こうした状況を受け、本プロポーザルでは数理最適化手法と機械学習を融合したハイブリッド最適化手法について、以下の三つの研究開発課題の推進を提案する。

  1. 大規模高次元最適化問題に対処する最適化手法の研究開発
  2. 不確実なデータを含む場合の最適化手法の研究開発
  3. 計算時間を短縮し、最適解を繰り返し求める最適化手法の研究開発

最適化手法の社会適用範囲を広げるためには、研究開発だけでは不十分であり、いかにしてその成果を社会価値の実現に結び付けるかの推進方策が重要である。本プロポーザルでは以下の三つの推進方策を提案する。

方策1:機械学習と数理最適化手法の連携
機械学習と数理最適化手法の各研究分野が連携してハイブリッド最適化の研究開発を進める。

方策2:ハイブリッド最適化手法を用いた問題解決プロセス
ハイブリッド最適化手法の実問題への適用からバックキャストして研究開発を行う場を作り、機械学習と数理最適化の融合を進める。そこで得られた知見をソフトウェアツール(ソルバー)として広く利用できるようにする。

方策3:ハイブリッド最適化手法の普及
ハイブリッド最適化手法を広く実問題に適用し、意思決定を支援できるようにしていくために、ハイブリッド最適化手法の意味や価値を分かりやすく伝える実践を進める。
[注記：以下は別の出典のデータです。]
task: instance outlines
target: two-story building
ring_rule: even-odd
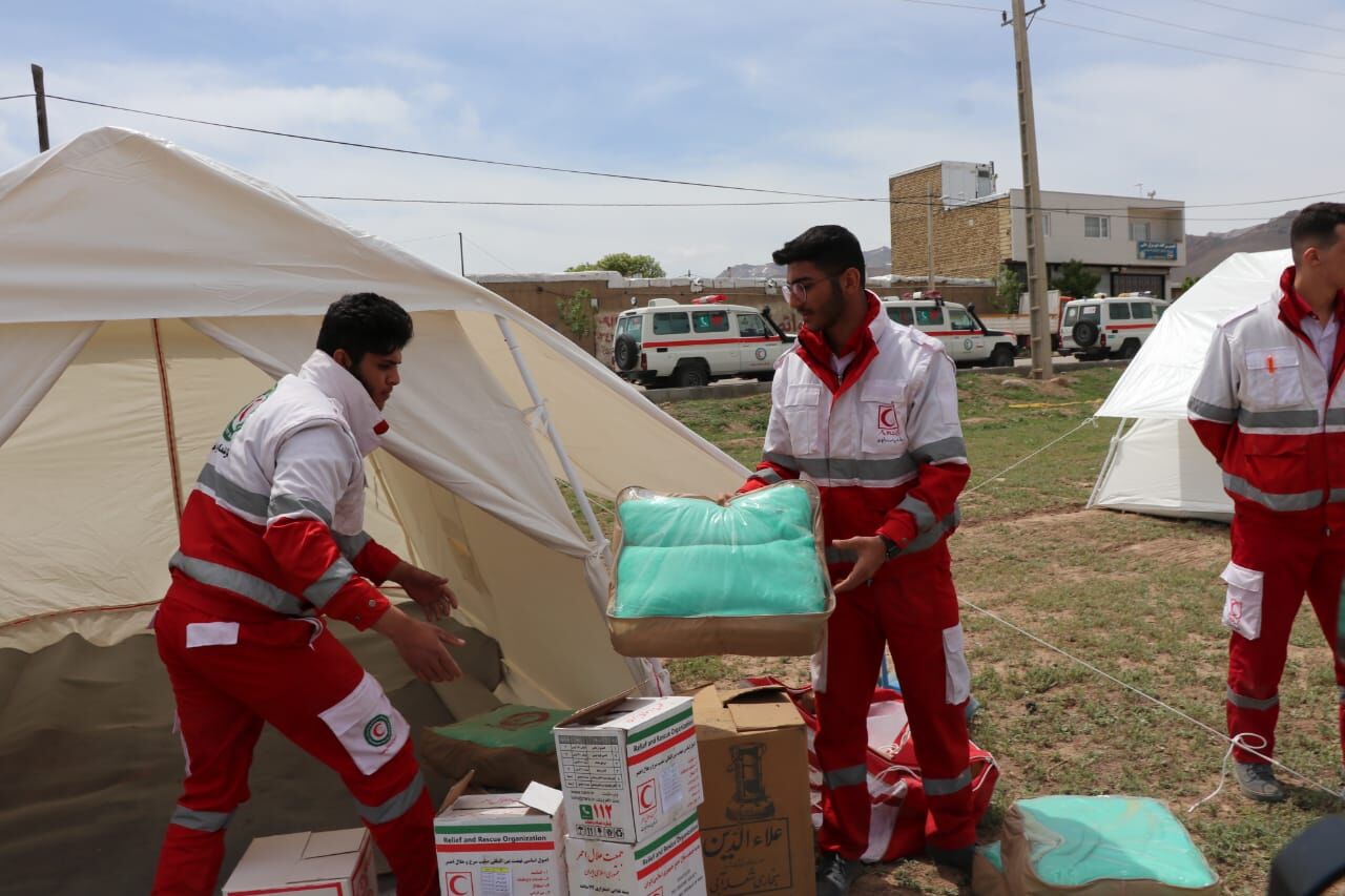
[[[1001,265],[1026,281],[1022,190],[995,192],[993,163],[936,161],[889,180],[892,273],[994,277]],[[1098,292],[1167,297],[1186,264],[1185,203],[1150,196],[1042,191],[1046,276],[1081,261]],[[929,245],[933,253],[931,260]]]

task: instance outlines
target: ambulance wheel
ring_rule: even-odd
[[[616,344],[612,346],[612,359],[616,362],[617,370],[635,370],[635,365],[640,363],[640,347],[629,334],[623,332],[616,338]]]
[[[1013,367],[1013,359],[1017,352],[1009,346],[995,346],[994,351],[990,352],[989,366],[991,367]]]
[[[1092,348],[1092,344],[1098,342],[1098,324],[1091,320],[1080,320],[1075,324],[1071,335],[1075,338],[1075,344],[1080,348]]]
[[[703,361],[678,365],[678,369],[672,371],[672,385],[683,389],[689,386],[709,386],[710,369],[705,366]]]

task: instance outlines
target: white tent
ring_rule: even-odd
[[[557,482],[716,494],[740,464],[487,289],[169,143],[89,132],[0,175],[0,864],[31,869],[20,891],[97,889],[70,877],[85,848],[101,858],[83,874],[105,861],[147,888],[144,858],[116,853],[126,837],[152,866],[182,768],[152,638],[134,636],[167,587],[176,514],[222,424],[363,291],[416,322],[367,527],[451,577],[476,679],[564,708],[644,674],[611,648],[605,542]],[[383,639],[350,643],[402,693]],[[277,792],[307,767],[273,775]],[[292,795],[325,805],[312,786]],[[276,802],[246,833],[295,819]]]
[[[1120,424],[1089,507],[1232,518],[1219,467],[1186,422],[1186,398],[1215,327],[1268,299],[1290,264],[1289,249],[1231,256],[1163,313],[1098,409],[1096,416],[1119,417]]]

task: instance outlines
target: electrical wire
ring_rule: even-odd
[[[108,102],[94,102],[91,100],[75,100],[73,97],[59,97],[54,93],[47,94],[48,100],[59,100],[62,102],[74,102],[83,106],[95,106],[98,109],[113,109],[116,112],[128,112],[137,116],[149,116],[152,118],[167,118],[169,121],[183,121],[187,124],[207,125],[211,128],[226,128],[229,130],[242,130],[246,133],[260,133],[272,137],[286,137],[289,140],[307,140],[309,143],[323,143],[334,147],[350,147],[352,149],[374,149],[378,152],[394,152],[404,156],[421,156],[425,159],[445,159],[449,161],[469,161],[480,165],[498,165],[502,168],[523,168],[526,171],[547,171],[551,174],[573,174],[584,175],[589,178],[609,178],[613,180],[639,180],[643,183],[664,183],[678,187],[705,187],[709,190],[733,190],[738,192],[763,192],[777,196],[803,196],[807,199],[841,199],[847,202],[882,202],[881,199],[863,198],[863,196],[838,196],[824,192],[795,192],[792,190],[769,190],[767,187],[741,187],[734,184],[722,183],[705,183],[699,180],[678,180],[674,178],[648,178],[643,175],[627,175],[627,174],[613,174],[609,171],[585,171],[582,168],[561,168],[557,165],[537,165],[523,161],[502,161],[499,159],[477,159],[473,156],[457,156],[447,152],[429,152],[425,149],[404,149],[399,147],[386,147],[374,143],[359,143],[355,140],[335,140],[332,137],[313,137],[303,133],[291,133],[288,130],[272,130],[269,128],[250,128],[246,125],[233,125],[221,121],[207,121],[204,118],[188,118],[186,116],[172,116],[164,112],[148,112],[145,109],[132,109],[129,106],[117,106]]]
[[[1313,69],[1310,66],[1295,66],[1287,62],[1271,62],[1270,59],[1252,59],[1251,57],[1239,57],[1231,52],[1219,52],[1216,50],[1200,50],[1198,47],[1188,47],[1181,43],[1167,43],[1165,40],[1154,40],[1153,38],[1137,38],[1132,34],[1120,34],[1118,31],[1107,31],[1104,28],[1092,28],[1088,26],[1075,24],[1072,22],[1061,22],[1060,19],[1049,19],[1046,16],[1037,16],[1042,22],[1053,26],[1060,26],[1063,28],[1075,28],[1076,31],[1088,31],[1092,34],[1103,34],[1108,38],[1120,38],[1122,40],[1134,40],[1137,43],[1146,43],[1153,47],[1165,47],[1167,50],[1181,50],[1182,52],[1198,52],[1204,57],[1216,57],[1219,59],[1236,59],[1237,62],[1252,62],[1259,66],[1274,66],[1276,69],[1291,69],[1294,71],[1311,71],[1314,74],[1329,74],[1337,78],[1345,78],[1345,71],[1333,71],[1330,69]]]
[[[1088,3],[1088,0],[1064,0],[1064,3],[1072,3],[1076,7],[1088,7],[1089,9],[1098,9],[1100,12],[1110,12],[1114,16],[1126,16],[1127,19],[1138,19],[1141,22],[1149,22],[1153,24],[1161,24],[1167,28],[1178,28],[1181,31],[1193,31],[1194,34],[1205,34],[1213,38],[1223,38],[1224,40],[1237,40],[1240,43],[1250,43],[1258,47],[1268,47],[1271,50],[1280,50],[1283,52],[1293,52],[1294,55],[1307,55],[1307,57],[1322,57],[1323,59],[1337,59],[1345,62],[1345,57],[1336,55],[1333,52],[1318,52],[1315,50],[1303,50],[1302,47],[1289,47],[1282,43],[1267,43],[1264,40],[1255,40],[1252,38],[1239,38],[1232,34],[1223,34],[1220,31],[1209,31],[1208,28],[1197,28],[1194,26],[1185,26],[1177,22],[1167,22],[1165,19],[1154,19],[1151,16],[1142,16],[1137,12],[1126,12],[1123,9],[1112,9],[1111,7],[1104,7],[1099,3]]]
[[[1333,26],[1322,24],[1321,22],[1303,22],[1302,19],[1287,19],[1284,16],[1272,16],[1268,12],[1258,12],[1255,9],[1243,9],[1241,7],[1231,7],[1225,3],[1215,3],[1213,0],[1190,0],[1192,3],[1198,3],[1205,7],[1215,7],[1216,9],[1228,9],[1229,12],[1240,12],[1244,16],[1258,16],[1260,19],[1270,19],[1271,22],[1286,22],[1289,24],[1299,24],[1305,28],[1313,28],[1314,31],[1337,31],[1345,34],[1345,28],[1336,28]]]

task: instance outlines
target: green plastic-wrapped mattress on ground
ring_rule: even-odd
[[[624,490],[608,605],[616,648],[638,657],[816,650],[834,603],[818,509],[806,482],[725,506]]]
[[[1038,796],[1015,802],[1003,839],[978,850],[972,892],[1216,893],[1219,877],[1182,823],[1154,799]]]

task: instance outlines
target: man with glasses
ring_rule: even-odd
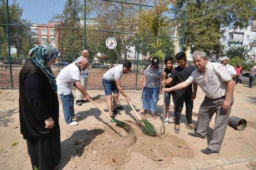
[[[72,63],[64,67],[56,79],[58,86],[57,92],[60,96],[65,121],[69,125],[78,125],[77,122],[72,119],[80,117],[80,115],[74,114],[74,96],[72,94],[73,86],[76,87],[85,96],[86,100],[90,101],[91,98],[80,83],[81,72],[84,71],[88,64],[88,60],[82,57],[77,63]]]
[[[82,57],[85,57],[87,59],[89,58],[89,51],[88,50],[84,50],[82,52],[82,56],[79,57],[73,63],[77,63],[78,62],[79,59]],[[87,84],[88,84],[88,79],[89,74],[88,72],[86,69],[84,71],[81,70],[81,76],[80,76],[80,83],[83,88],[85,90],[85,91],[87,90]],[[78,90],[76,89],[76,104],[78,106],[82,106],[82,103],[86,102],[86,101],[83,99],[83,98],[84,98],[84,96]]]
[[[146,67],[145,67],[145,68],[146,68],[147,67],[148,67],[148,66],[150,65],[151,65],[152,64],[152,60],[153,59],[153,57],[150,57],[149,58],[148,58],[148,61],[149,61],[150,62],[150,64],[148,64],[148,65],[147,65],[146,66]],[[145,78],[145,75],[144,75],[144,78],[143,78],[143,80],[144,80]],[[143,90],[142,90],[142,94],[141,95],[141,100],[139,100],[139,101],[138,102],[138,104],[141,104],[143,102],[142,102],[142,98],[143,98],[143,92],[144,92],[144,89],[145,88],[145,85],[146,84],[146,83],[143,83]]]

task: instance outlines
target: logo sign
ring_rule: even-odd
[[[100,52],[98,52],[97,53],[97,56],[98,57],[101,56],[101,53]]]
[[[110,49],[114,49],[116,47],[116,39],[112,37],[108,38],[106,41],[106,45]]]

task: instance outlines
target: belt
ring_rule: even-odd
[[[209,99],[210,100],[219,100],[220,99],[225,99],[225,97],[226,97],[226,96],[223,96],[220,98],[218,98],[218,99],[211,99],[210,98],[209,98],[208,97],[206,96],[205,96],[205,98],[207,98],[208,99]]]

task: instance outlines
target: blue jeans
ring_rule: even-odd
[[[143,90],[143,109],[149,109],[150,111],[156,113],[156,105],[159,97],[160,88],[145,87]]]
[[[68,95],[60,95],[61,102],[62,104],[63,114],[65,121],[67,123],[72,122],[72,118],[75,115],[74,109],[74,96],[72,93]]]
[[[114,94],[119,93],[119,92],[116,87],[115,81],[103,79],[102,84],[105,90],[105,94],[106,96],[112,95],[112,92]]]

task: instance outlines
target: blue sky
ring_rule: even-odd
[[[13,0],[9,0],[9,5]],[[54,14],[61,14],[65,0],[16,0],[23,10],[22,18],[27,18],[32,23],[45,24],[48,23]]]

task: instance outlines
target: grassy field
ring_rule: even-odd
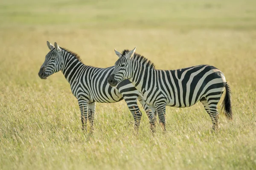
[[[256,1],[0,1],[0,169],[256,169]],[[158,69],[213,65],[233,120],[221,114],[211,133],[201,103],[167,107],[166,133],[151,135],[143,111],[136,136],[124,102],[97,103],[85,133],[62,73],[38,75],[47,40],[100,67],[135,46]]]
これらの研究開発と推進方策を通じて、従来は経験や勘に頼っていた多くの意思決定を、本提案のハイブリッド最適化手法で支援する意思決定に置き換えることや、複雑すぎて適切に対処できなかった問題に対して、適切な判断の支援が可能になる。その結果、これまでの社会・経済、公共政策や産業のさまざまな部分に存在する無理や無駄、ムラを削減したり解消したりすることにつながり、効率化を通して社会に貢献することができる。また、資源利用の効率化などによって社会の持続可能性の向上などが期待できる。さらに、より多様で不確実性の高い状況を勘案することなども可能になり、より公平な社会の構築に資することも期待できる。